Capsule Endoscopy allows your doctor to superficially examine the lining of the esophagus, the stomach and the small intestine, which includes the three key portions of the small intestine (duodenum, jejunum and ileum). Your physician will use a small pill that you ingest. The pill has its own lens and light source and will transmit images to a video monitor for the physician to review. You may hear your physician refer to capsule endoscopy as small bowel endoscopy, capsule enteroscopy or wireless endoscopy. Capsule endoscopy is performed to reach the portion of the bowel that cannot be analyzed by traditional upper endoscopy or colonoscopy. The most common cause for doing capsule endoscopy is to search for a cause of bleeding from the small intestine. It may also be useful for detecting polyps, inflammatory bowel disease, ulcers and tumors of the small intestine.
Your stomach must be empty for the procedure to be accurate. To prepare for the procedure, you should have nothing to eat or drink (including water for at least 12 hours prior to the procedure). Your physician will tell you when to start fasting. Inform your doctor in advance about any medications you take including iron, aspirin, bismuth subsalicylate products and other over-the-counter medications. Discuss any allergies you may have to medications, as well as swallowing disorders and heart or lung disease. Alert your physician to the presence of a pacemaker, previous abdominal surgery, or previous history of obstructions in the bowel, inflammatory bowel disease or adhesions. It is important that you follow your physician’s instructions very carefully.

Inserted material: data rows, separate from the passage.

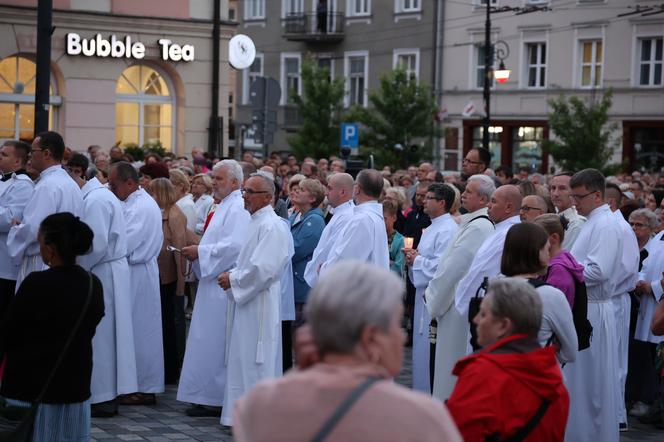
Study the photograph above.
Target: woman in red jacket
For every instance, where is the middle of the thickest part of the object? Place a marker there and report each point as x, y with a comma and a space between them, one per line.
512, 383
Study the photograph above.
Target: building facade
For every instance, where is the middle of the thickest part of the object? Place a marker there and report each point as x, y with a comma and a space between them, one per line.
357, 40
122, 72
581, 48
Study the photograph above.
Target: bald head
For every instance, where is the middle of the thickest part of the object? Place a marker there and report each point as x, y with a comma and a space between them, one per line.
505, 203
532, 206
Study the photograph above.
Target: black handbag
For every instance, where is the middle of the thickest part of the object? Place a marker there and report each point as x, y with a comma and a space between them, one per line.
17, 422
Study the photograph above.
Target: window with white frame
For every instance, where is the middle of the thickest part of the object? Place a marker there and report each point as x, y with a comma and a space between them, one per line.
290, 77
356, 69
409, 5
250, 75
358, 8
591, 63
536, 65
291, 7
650, 61
409, 60
254, 9
479, 66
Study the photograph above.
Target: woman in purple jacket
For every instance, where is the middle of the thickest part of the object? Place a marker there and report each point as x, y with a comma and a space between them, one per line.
564, 271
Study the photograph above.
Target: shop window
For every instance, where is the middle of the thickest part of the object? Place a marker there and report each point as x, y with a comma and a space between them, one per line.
495, 133
144, 108
17, 88
527, 147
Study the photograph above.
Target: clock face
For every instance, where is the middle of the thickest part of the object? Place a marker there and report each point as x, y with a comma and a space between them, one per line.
241, 51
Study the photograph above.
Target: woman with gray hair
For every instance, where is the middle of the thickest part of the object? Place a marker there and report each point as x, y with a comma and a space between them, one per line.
512, 389
354, 312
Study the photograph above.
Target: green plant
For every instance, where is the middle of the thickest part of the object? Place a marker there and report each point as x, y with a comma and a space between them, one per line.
583, 134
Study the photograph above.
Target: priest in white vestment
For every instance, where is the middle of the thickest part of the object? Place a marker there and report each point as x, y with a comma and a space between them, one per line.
113, 352
364, 237
203, 376
54, 192
254, 297
16, 189
144, 240
504, 212
591, 378
422, 263
625, 282
560, 192
340, 198
453, 328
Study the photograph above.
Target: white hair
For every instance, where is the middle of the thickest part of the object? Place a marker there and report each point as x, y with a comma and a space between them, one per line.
487, 186
234, 169
347, 298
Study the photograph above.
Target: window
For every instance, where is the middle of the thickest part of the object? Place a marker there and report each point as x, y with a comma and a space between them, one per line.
250, 75
254, 9
536, 53
290, 77
17, 97
650, 62
356, 70
358, 8
479, 66
591, 63
409, 5
144, 108
293, 7
408, 59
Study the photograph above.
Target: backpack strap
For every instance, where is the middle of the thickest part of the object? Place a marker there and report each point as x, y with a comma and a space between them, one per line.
343, 408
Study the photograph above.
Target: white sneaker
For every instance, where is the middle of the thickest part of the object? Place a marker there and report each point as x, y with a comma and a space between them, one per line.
639, 409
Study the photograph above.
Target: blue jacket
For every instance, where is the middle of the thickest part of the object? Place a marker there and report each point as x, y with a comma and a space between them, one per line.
306, 234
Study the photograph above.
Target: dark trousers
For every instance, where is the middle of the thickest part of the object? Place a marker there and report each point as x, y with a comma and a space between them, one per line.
171, 371
7, 289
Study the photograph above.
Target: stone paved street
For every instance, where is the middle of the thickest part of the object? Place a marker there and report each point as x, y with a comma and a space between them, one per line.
166, 421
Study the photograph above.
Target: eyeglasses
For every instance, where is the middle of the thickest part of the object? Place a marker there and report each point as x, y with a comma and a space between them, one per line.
251, 192
580, 197
527, 209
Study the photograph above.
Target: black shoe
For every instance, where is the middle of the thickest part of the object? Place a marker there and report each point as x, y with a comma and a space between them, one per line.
203, 411
104, 409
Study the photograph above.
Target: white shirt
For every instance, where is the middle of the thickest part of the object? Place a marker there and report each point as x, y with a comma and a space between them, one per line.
332, 232
485, 264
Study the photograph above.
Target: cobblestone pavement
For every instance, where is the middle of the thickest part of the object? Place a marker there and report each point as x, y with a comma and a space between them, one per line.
167, 421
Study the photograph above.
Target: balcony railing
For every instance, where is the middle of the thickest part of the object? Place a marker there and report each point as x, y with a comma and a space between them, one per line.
313, 26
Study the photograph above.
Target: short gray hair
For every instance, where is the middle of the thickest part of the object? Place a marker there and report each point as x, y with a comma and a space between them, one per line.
347, 298
487, 185
234, 169
516, 299
648, 215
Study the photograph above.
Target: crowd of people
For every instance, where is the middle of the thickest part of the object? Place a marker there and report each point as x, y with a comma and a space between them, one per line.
532, 302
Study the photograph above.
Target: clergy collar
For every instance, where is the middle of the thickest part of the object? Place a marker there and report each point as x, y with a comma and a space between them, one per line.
7, 176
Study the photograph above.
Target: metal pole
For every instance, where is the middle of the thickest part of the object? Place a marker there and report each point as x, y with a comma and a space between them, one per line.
488, 53
44, 29
213, 141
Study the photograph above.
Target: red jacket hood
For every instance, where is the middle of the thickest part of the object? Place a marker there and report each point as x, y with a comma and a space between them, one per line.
537, 370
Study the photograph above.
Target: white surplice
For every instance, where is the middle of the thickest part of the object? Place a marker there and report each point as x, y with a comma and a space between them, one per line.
254, 350
113, 351
626, 281
144, 240
55, 192
14, 196
331, 235
433, 243
485, 264
652, 269
576, 222
591, 378
203, 377
453, 329
364, 238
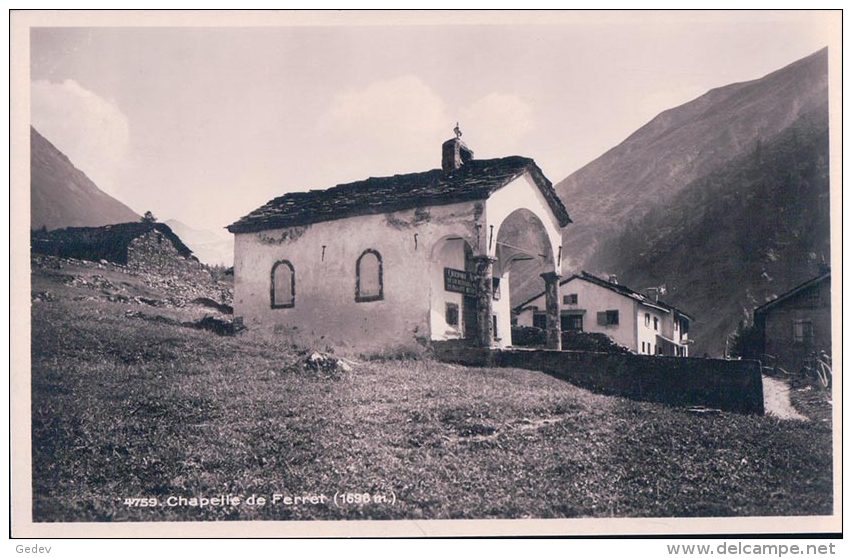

Your physician will prepare you for the procedure by applying a sensor device to your abdomen. The capsule endoscope is about the size of a large pill. You will swallow the capsule endoscope and it will pass naturally through your digestive tract. The capsule will then transmit images to a data recorder worn on your belt for approximately eight hours. After ingesting the capsule and until it is excreted, you should not be near a MRI device or schedule a MRI examination. In addition, during the study, you should avoid strenuous physical activity including running and jumping. Be sure to not prematurely disconnect the system as this may result in the loss of image acquisition. At the end of the procedure, you will return to the office and the data recorder will be removed. The physician will transfer the images to a video monitor and evaluate your small bowel.
Unless your doctor instructs you otherwise, you should be able to drink clear liquids two hours after ingestion of the capsule endoscope and eat a light meal fours hours after ingestion. Your physician can generally evaluate the images and follow-up with you regarding the procedure within a week of its’ completion. However, the results of some tests may take slightly longer.
Although complications can occur, they are rare and normally minor. Potential risks include complications from obstruction. This is usually due to a narrowing of the intestine due to inflammation, prior surgery or a tumor. It is important to recognize the early signs of complications. If you have unusual bloating, pain and/or vomiting, call your physician immediately. Also inform your doctor if you develop a fever, experience chest pain or have difficulty swallowing.
Important Information: The information included on this sheet is intended only to provide general guidance and not as a definitive basis for diagnosis or treatment in any instance. It is extremely important that you consult a physician about your specific condition.